Géolocalisation d’un salarié, jusqu’où aller ?

Sur le problème de la géolocalisation des salariés, la Cour de cassation a rendu un arrêt intéressant. Si la pratique n’est pas interdite, elle ne peut intervenir que dans un cadre très strict. 

Alors espionnage ou seul moyen de contrôler et réguler les heures effectuées par ses employés ? En tous cas, la géolocalisation divise toujours autant. Et s’il est nécessaire dans certains, la Cour de cassation a clairement délimité le périmètre dans lequel ce dispositif est utilisable. 

Le dernier cas recensé

L’arrêt en question date du 20 décembre 2017. Une société avait installé ces dispositifs dans les véhicules de société afin de mieux contrôler les temps de travail des salariés en dehors de l’entreprises. Une simple réunion d’information avait eu lieu en amont avant une déclaration à la CNIL. 

Un salarié avait ensuite attaqué son employeur au motif que le dispositif était illégal dans le sens où il était considéré comme un moyen d’espionnage. 

 

La géolocalisation est-elle légale ?

Et la réponse est un grand oui. Néanmoins, plusieurs règles sont à respecter et auraient pu faire condamner l’employeur pour négligences. En somme, la géolocalisation doit poursuivre un but légitime qu’est le contrôle des heures sous couvert qu’aucun autre moyen de le faire ne soit réalisable. 

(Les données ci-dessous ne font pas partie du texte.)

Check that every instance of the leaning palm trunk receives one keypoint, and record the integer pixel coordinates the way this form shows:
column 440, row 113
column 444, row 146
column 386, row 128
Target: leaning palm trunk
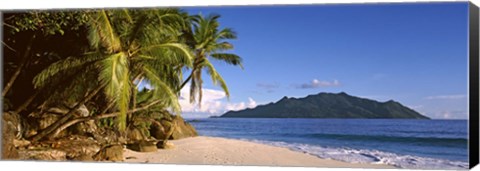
column 97, row 117
column 66, row 117
column 19, row 69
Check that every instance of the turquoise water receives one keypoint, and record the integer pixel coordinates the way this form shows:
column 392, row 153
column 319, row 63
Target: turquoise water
column 423, row 144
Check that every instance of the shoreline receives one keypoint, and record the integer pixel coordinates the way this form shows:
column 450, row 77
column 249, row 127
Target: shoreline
column 203, row 150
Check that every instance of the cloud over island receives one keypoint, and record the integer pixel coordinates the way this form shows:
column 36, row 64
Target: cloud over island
column 214, row 102
column 315, row 83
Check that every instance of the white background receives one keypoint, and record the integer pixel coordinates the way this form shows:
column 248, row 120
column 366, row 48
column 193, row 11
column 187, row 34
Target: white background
column 73, row 166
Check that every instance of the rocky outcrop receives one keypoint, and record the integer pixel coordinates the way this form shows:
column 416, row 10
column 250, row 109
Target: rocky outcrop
column 43, row 154
column 110, row 153
column 182, row 129
column 165, row 145
column 143, row 146
column 174, row 127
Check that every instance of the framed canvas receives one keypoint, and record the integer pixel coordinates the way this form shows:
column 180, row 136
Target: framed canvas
column 326, row 85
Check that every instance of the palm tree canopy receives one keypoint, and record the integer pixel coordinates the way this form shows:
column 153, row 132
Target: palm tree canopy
column 210, row 41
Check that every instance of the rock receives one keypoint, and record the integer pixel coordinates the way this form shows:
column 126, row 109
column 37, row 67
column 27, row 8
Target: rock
column 8, row 135
column 83, row 128
column 43, row 154
column 143, row 146
column 110, row 153
column 21, row 143
column 158, row 131
column 165, row 145
column 83, row 157
column 134, row 134
column 76, row 146
column 182, row 129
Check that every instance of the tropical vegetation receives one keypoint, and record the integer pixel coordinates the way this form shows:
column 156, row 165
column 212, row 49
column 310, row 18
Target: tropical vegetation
column 98, row 60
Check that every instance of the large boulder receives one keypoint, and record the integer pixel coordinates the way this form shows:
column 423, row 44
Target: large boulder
column 182, row 129
column 143, row 146
column 83, row 128
column 43, row 154
column 160, row 131
column 165, row 145
column 110, row 153
column 135, row 134
column 8, row 136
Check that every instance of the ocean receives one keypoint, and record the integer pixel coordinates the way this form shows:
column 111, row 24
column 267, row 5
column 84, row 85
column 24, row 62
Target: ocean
column 405, row 143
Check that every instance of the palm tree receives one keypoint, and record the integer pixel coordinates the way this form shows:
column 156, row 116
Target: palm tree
column 209, row 41
column 131, row 45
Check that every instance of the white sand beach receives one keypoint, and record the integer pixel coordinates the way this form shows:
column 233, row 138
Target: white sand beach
column 221, row 151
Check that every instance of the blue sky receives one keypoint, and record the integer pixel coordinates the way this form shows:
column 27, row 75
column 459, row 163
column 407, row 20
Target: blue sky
column 412, row 53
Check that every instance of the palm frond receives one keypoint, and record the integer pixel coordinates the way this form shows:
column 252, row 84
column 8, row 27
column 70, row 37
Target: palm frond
column 228, row 58
column 173, row 52
column 42, row 78
column 102, row 33
column 162, row 90
column 216, row 78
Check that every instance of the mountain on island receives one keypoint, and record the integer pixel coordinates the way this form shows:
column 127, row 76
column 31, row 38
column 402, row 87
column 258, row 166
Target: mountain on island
column 328, row 105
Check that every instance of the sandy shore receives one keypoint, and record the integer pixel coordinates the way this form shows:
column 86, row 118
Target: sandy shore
column 221, row 151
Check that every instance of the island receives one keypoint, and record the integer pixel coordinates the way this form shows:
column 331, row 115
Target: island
column 328, row 105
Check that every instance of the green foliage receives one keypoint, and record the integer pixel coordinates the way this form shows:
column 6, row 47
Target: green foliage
column 208, row 40
column 121, row 47
column 48, row 22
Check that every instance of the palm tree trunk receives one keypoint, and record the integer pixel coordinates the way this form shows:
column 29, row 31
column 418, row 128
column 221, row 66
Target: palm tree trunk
column 101, row 116
column 66, row 117
column 185, row 83
column 19, row 69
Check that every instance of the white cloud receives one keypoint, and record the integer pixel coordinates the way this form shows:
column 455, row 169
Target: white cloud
column 315, row 83
column 213, row 102
column 446, row 97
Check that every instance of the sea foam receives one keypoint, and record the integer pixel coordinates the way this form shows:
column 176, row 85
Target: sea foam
column 369, row 156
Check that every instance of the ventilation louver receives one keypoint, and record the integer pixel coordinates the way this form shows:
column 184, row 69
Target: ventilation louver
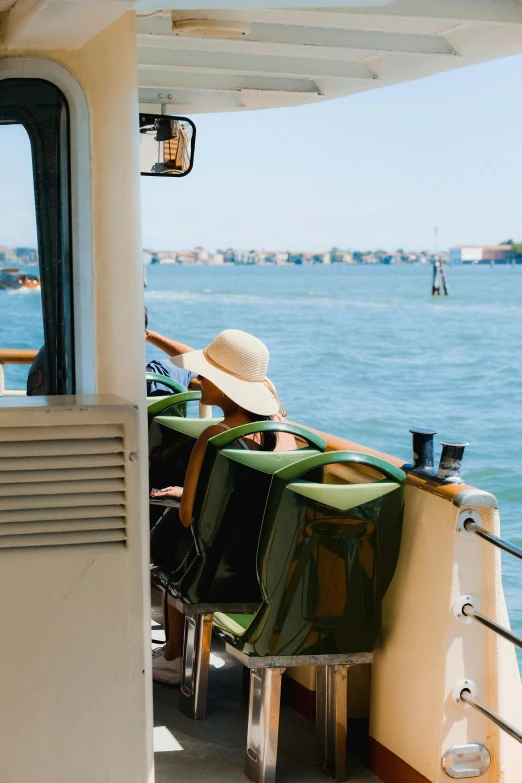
column 62, row 486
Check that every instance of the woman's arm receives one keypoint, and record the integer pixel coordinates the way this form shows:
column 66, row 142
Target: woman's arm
column 192, row 476
column 170, row 347
column 187, row 493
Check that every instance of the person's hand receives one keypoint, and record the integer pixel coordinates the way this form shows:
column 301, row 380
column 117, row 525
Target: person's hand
column 168, row 492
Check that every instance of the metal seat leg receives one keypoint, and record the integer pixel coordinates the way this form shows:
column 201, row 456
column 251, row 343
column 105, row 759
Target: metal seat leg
column 263, row 724
column 196, row 657
column 332, row 719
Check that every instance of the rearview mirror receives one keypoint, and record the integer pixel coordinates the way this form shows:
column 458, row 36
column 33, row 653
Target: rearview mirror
column 166, row 145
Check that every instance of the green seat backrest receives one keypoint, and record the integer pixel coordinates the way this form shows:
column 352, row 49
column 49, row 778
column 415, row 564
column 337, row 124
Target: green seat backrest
column 228, row 512
column 170, row 404
column 171, row 440
column 326, row 556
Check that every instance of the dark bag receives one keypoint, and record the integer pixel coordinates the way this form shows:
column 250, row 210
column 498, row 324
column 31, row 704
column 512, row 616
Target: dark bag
column 172, row 544
column 172, row 547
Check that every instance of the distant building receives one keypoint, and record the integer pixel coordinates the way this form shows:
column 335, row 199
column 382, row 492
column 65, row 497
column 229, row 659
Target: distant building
column 480, row 254
column 26, row 254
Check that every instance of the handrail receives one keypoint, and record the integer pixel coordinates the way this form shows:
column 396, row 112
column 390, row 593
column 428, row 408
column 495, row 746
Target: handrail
column 495, row 540
column 13, row 356
column 468, row 698
column 17, row 355
column 469, row 611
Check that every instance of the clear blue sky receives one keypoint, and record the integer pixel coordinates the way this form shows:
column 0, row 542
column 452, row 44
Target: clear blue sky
column 379, row 169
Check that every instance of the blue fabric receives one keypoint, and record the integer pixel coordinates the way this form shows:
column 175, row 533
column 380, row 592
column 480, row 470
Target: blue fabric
column 165, row 367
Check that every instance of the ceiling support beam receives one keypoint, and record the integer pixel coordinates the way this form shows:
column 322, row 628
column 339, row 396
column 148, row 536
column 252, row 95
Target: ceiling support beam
column 252, row 65
column 322, row 44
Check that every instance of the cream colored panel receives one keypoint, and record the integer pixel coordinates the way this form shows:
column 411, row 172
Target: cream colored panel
column 72, row 651
column 424, row 650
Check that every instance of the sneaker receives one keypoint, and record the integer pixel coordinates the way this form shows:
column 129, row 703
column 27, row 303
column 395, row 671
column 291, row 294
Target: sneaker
column 166, row 671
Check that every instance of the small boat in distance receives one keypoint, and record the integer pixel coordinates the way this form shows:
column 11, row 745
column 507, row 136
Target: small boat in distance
column 14, row 279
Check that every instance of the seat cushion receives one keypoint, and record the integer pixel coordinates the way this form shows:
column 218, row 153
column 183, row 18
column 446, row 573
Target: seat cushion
column 235, row 624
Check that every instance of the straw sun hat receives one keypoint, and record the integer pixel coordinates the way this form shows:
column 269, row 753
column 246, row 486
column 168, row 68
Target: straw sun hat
column 236, row 362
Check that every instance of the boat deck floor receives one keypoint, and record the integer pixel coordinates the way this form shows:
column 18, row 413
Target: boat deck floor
column 212, row 751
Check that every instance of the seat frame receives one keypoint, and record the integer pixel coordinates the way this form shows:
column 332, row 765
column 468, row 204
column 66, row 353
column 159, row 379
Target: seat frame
column 196, row 649
column 264, row 708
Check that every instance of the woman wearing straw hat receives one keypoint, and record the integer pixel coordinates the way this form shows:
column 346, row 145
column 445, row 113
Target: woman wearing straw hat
column 232, row 370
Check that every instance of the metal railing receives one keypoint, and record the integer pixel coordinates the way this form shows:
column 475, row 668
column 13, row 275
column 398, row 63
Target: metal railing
column 467, row 698
column 13, row 356
column 472, row 527
column 469, row 611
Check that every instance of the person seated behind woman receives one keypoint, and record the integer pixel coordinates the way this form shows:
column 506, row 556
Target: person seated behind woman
column 232, row 371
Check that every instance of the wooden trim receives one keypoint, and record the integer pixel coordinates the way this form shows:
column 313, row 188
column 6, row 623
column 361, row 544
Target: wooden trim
column 17, row 356
column 299, row 698
column 388, row 767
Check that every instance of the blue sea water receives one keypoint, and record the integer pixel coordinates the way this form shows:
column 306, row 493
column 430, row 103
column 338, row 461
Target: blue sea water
column 365, row 353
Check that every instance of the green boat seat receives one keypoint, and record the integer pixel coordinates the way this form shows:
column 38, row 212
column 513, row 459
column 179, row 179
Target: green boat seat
column 228, row 510
column 326, row 556
column 165, row 380
column 171, row 404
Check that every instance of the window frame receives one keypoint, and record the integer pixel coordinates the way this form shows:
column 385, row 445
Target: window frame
column 80, row 216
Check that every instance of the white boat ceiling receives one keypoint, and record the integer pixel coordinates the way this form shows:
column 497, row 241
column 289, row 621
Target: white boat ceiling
column 253, row 58
column 249, row 57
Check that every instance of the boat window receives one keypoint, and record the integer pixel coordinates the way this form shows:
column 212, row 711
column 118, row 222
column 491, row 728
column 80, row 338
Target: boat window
column 35, row 254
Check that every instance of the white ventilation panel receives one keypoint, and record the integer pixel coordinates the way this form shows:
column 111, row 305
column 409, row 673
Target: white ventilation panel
column 62, row 486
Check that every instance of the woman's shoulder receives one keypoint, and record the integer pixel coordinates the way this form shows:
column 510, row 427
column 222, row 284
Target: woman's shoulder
column 211, row 430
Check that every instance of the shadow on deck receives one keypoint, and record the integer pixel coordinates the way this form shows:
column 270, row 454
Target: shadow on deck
column 212, row 751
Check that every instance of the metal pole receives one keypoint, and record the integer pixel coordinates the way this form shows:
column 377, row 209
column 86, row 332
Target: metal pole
column 493, row 716
column 487, row 536
column 492, row 625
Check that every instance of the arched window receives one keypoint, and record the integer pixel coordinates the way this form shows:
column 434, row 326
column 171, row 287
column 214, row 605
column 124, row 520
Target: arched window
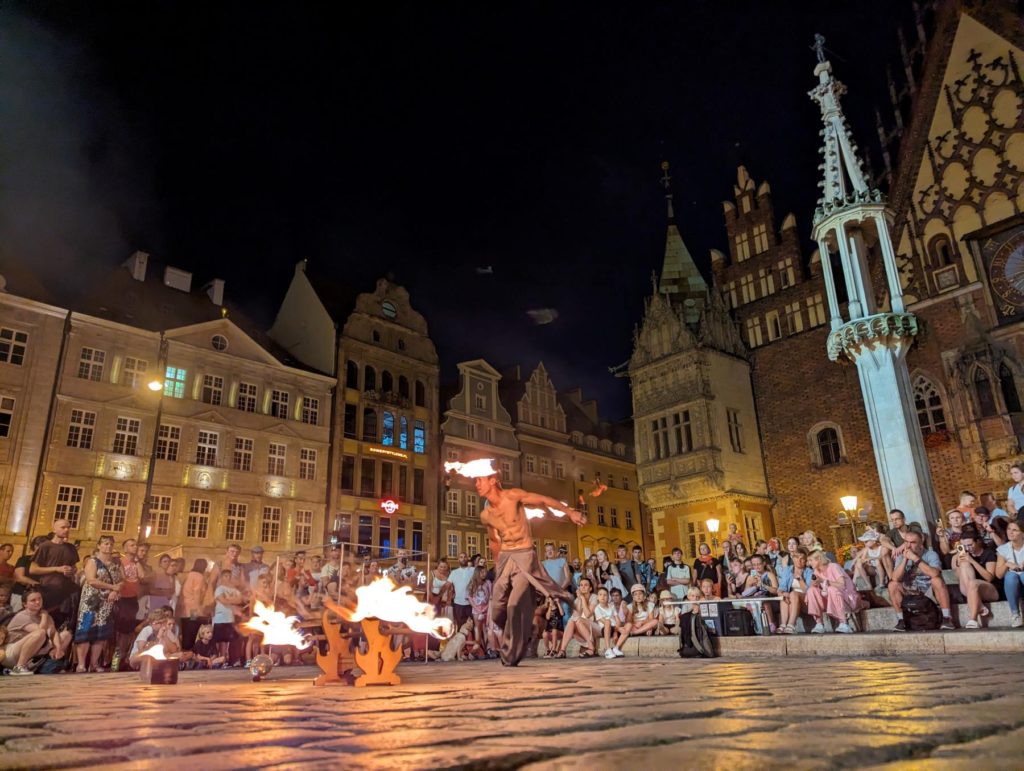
column 931, row 416
column 1009, row 387
column 983, row 390
column 828, row 447
column 369, row 424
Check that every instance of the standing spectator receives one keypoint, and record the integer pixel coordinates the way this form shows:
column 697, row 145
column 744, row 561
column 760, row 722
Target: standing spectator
column 678, row 575
column 192, row 610
column 832, row 592
column 101, row 583
column 1010, row 567
column 916, row 570
column 707, row 566
column 460, row 582
column 975, row 563
column 53, row 565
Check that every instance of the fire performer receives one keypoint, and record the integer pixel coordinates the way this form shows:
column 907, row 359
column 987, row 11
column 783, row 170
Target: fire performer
column 518, row 574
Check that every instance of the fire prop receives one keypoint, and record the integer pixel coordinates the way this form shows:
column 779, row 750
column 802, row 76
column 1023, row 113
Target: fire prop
column 379, row 601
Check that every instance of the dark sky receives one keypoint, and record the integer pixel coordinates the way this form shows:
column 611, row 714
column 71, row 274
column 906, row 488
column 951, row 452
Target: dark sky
column 421, row 139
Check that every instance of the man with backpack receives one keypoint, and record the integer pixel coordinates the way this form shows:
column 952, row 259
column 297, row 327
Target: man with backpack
column 916, row 570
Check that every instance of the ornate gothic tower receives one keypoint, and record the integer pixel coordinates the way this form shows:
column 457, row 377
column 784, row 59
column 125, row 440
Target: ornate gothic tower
column 852, row 218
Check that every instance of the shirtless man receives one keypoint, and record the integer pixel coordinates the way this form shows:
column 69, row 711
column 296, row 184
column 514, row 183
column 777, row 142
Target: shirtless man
column 518, row 574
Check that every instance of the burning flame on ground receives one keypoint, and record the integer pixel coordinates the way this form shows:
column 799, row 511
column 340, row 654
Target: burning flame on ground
column 472, row 469
column 276, row 628
column 383, row 600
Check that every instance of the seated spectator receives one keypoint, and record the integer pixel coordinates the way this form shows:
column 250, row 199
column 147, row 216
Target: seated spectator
column 832, row 593
column 644, row 612
column 872, row 565
column 916, row 570
column 1010, row 567
column 160, row 631
column 975, row 566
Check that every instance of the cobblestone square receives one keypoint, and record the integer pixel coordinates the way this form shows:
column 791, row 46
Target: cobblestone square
column 939, row 712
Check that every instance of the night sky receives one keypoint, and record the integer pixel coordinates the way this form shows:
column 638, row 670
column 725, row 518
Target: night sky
column 422, row 140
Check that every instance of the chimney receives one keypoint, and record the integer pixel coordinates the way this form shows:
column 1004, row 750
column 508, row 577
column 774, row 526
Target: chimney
column 136, row 265
column 215, row 290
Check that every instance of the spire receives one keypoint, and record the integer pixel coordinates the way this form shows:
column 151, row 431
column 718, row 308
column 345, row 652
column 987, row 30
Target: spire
column 680, row 277
column 844, row 178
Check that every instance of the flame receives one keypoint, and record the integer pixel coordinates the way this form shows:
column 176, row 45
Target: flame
column 383, row 600
column 276, row 628
column 479, row 467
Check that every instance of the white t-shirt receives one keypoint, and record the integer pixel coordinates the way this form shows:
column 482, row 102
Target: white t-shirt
column 460, row 579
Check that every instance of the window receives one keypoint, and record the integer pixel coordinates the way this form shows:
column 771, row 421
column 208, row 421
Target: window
column 247, row 397
column 815, row 310
column 126, row 436
column 275, row 459
column 69, row 504
column 452, row 503
column 115, row 511
column 368, row 478
column 174, row 382
column 235, row 525
column 80, row 429
column 243, row 460
column 684, row 435
column 931, row 416
column 160, row 514
column 747, row 289
column 310, row 411
column 213, row 389
column 168, row 440
column 369, row 424
column 742, row 244
column 828, row 448
column 12, row 346
column 983, row 389
column 754, row 338
column 794, row 317
column 303, row 527
column 760, row 239
column 307, row 464
column 134, row 371
column 206, row 448
column 270, row 526
column 279, row 403
column 1009, row 387
column 735, row 430
column 347, row 474
column 90, row 363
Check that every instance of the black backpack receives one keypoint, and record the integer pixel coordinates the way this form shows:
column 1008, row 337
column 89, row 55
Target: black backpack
column 694, row 639
column 920, row 613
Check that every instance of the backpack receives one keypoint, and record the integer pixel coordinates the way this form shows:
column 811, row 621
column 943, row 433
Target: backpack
column 920, row 613
column 694, row 639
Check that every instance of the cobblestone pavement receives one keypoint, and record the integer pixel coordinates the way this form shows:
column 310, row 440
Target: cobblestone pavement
column 941, row 712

Les données peuvent ainsi porter sur l’identité du salarié, ses déplacements, l’utilisation du véhicule ou encore sur la date et l’heure de désactivation du dispositif de géolocalisation. 

Quant aux finalités principales, il peut s’agir d’assurer la sécurité des employés (ou des marchandises qu’ils transportent), ou de justifier la facturation. Assurer le suivi du temps de travail est considéré par la CNIL comme une finalité accessoire, qui n’est possible que si ce suivi ne peut être réalisé par un autre moyen. 

La durée de conservation des données collectées est fixée en principe à deux mois. Des dérogations sont prévues : la durée est portée à cinq ans si la finalité est le suivi du temps de travail. 

Si les critères à respecter afin de mettre en place la géolocalisation ne sont pas respectés, des sanctions pourront être appliquées par la CNIL ou par les tribunaux : 

  • En matière pénale, omettre de déclarer ses intentions de mettre en place la géolocalisation est passible de 5 ans d’emprisonnement et d’une amende de 300 000 €.
  • En matière civile, le défaut de déclaration frappe la géolocalisation d’inopposabilité aux salariés.

 

Deuxièmement, les salariés doivent être préalablement informés individuellement de la mise en place du dispositif, « à la mise en oeuvre du système de géolocalisation, de la finalité ou des finalités poursuivies, des catégories de données de localisation traitées, de la durée de conservation des données de géolocalisation, des destinataires des données, de l’existence d’un droit d’accès, de rectification et d’opposition et de leurs modalités d’exercice.«  

Ensuite, dans le cas où les véhicules de fonction peuvent être utilisés à des fins personnelles, il doit exister une possibilité « de désactiver la fonction de géolocalisation des véhicules à l’issue de leur temps de travail. » Pour autant, en cas de désactivations trop longues ou intempestives, l’employeur est en mesure de demander des comptes au salarié.  

A l’heure du tout numérique et où les problématiques liées à la protection des données personnelles ne cessent de prendre de l’ampleur, on voit que les autorités nationales prennent très au sérieux le sujet en veillant sur les données personnelles potentiellement collectées par les employeurs.